L’opposition officielle à l’hôtel de ville, Ensemble Montréal, déposera par ailleurs une motion à la prochaine séance du conseil municipal, le 21 septembre, pour presser la Ville d’appliquer une baisse temporaire des taxes municipales pour les commerces du centre-ville.
«La pression financière est plus forte que jamais sur les commerçants, donc ça devient plus important que jamais d’alléger leur fardeau fiscal», affirme à Métro la directrice générale de l’ASDCM, Caroline Tessier. Cette dernière demande par ailleurs à la Ville d’élargir les mesures d’allègement fiscal qu’elle a mis en place pour les petits commerçants l’an passé en appliquant celles-ci à la première tranche de 750 000$ des immeubles non résidentiels.

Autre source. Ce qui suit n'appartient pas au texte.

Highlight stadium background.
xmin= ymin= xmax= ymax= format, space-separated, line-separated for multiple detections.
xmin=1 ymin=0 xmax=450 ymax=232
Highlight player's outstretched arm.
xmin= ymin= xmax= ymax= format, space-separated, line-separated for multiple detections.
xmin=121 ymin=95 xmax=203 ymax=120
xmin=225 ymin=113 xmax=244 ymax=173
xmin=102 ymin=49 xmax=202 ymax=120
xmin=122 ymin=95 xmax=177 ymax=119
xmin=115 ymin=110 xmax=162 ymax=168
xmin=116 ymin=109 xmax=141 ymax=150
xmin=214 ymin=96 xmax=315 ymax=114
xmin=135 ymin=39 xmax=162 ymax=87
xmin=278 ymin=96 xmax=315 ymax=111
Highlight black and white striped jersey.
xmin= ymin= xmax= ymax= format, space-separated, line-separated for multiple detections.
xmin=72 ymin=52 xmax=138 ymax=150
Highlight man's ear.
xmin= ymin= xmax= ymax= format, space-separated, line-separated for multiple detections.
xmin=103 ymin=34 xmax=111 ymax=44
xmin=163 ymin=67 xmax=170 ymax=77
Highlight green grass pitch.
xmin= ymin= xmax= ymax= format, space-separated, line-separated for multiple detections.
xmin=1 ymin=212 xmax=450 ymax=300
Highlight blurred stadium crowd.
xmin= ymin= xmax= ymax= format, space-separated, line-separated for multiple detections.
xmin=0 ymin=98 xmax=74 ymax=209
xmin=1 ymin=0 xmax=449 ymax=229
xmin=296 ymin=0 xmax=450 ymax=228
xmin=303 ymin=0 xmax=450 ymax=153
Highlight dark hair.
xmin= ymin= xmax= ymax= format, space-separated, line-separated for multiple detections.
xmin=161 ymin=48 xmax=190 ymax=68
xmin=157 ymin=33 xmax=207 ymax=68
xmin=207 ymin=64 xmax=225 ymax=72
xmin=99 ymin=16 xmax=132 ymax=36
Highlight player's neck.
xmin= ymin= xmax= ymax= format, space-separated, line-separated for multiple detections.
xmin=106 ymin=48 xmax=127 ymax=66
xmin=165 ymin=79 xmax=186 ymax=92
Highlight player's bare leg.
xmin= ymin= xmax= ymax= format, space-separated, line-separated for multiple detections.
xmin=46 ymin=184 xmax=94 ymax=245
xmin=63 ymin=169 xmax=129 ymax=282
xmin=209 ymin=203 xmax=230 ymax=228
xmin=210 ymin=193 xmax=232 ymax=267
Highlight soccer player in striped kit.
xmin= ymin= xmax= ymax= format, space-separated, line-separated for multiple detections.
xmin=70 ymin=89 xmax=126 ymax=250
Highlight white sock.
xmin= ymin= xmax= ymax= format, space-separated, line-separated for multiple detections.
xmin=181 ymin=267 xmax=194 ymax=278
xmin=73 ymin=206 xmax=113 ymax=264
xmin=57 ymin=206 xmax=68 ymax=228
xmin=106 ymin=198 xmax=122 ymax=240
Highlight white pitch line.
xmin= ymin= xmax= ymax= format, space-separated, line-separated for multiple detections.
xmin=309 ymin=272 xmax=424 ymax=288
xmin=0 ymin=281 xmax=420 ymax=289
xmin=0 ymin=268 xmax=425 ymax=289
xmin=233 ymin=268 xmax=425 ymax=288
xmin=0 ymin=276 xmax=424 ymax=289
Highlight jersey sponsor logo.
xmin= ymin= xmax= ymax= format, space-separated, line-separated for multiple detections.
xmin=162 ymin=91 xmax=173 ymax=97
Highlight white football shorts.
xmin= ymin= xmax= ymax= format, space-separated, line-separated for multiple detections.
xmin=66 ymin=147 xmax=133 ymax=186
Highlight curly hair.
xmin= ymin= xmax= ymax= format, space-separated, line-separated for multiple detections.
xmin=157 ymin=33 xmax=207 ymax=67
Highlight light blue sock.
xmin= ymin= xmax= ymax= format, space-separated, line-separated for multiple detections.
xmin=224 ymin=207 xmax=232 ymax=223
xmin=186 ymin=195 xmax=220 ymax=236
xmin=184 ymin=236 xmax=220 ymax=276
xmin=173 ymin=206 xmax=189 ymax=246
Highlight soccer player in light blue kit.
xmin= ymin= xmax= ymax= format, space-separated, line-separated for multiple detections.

«Le but, ce n’est pas toujours de réduire [les taxes] pour tout le monde, mais de réduire l’injustice commerciale entre les petits commerçants et les grands commerçants.» -Caroline Tessier, directrice générale de l’ASDCM
Lourdeur administrative
La FCEI recommande d’autre part à la Ville de réduire le fardeau administratif des commerçants. Pour ce faire, elle propose entre autres que l’administration municipale applique un moratoire sur l’adoption de nouveaux règlements non essentiels pour faire face à la pandémie et mise sur «la numérisation des services» pour accélérer la délivrance de permis aux commerçants qui en font la demande.
«Il y a encore des arrondissements où il faut se rendre en personne pour obtenir un permis. Il y a des histoires interminables reliées au zonage», déplore Gopinath Jeyabalaratnam. Une situation qui fait perdre des heures précieuses aux commerçants, constate également Mme Tessier.
Cette dernière demande d’ailleurs à la Ville de conserver en 2021 certains allègements réglementaires mis en place cette année dans le contexte de la crise sanitaire. Les commerçants ont notamment pu obtenir à prix réduit cet été le permis nécessaire à l’aménagement d’une terrasse sur la voie publique.
«Les impacts de 2020 vont se poursuivre en 2021 et vont peut-être même s’accentuer en raison de la longévité de la crise. Donc ça, c’est une mesure concrète qui doit absolument faire un retour [l’an prochain]», estime-t-elle.
Contacté par Métro, le cabinet de la mairesse Valérie Plante a assuré qu’il étudie «toutes les solutions possibles» afin d’aider les commerçants «à traverser cette crise sans précédent».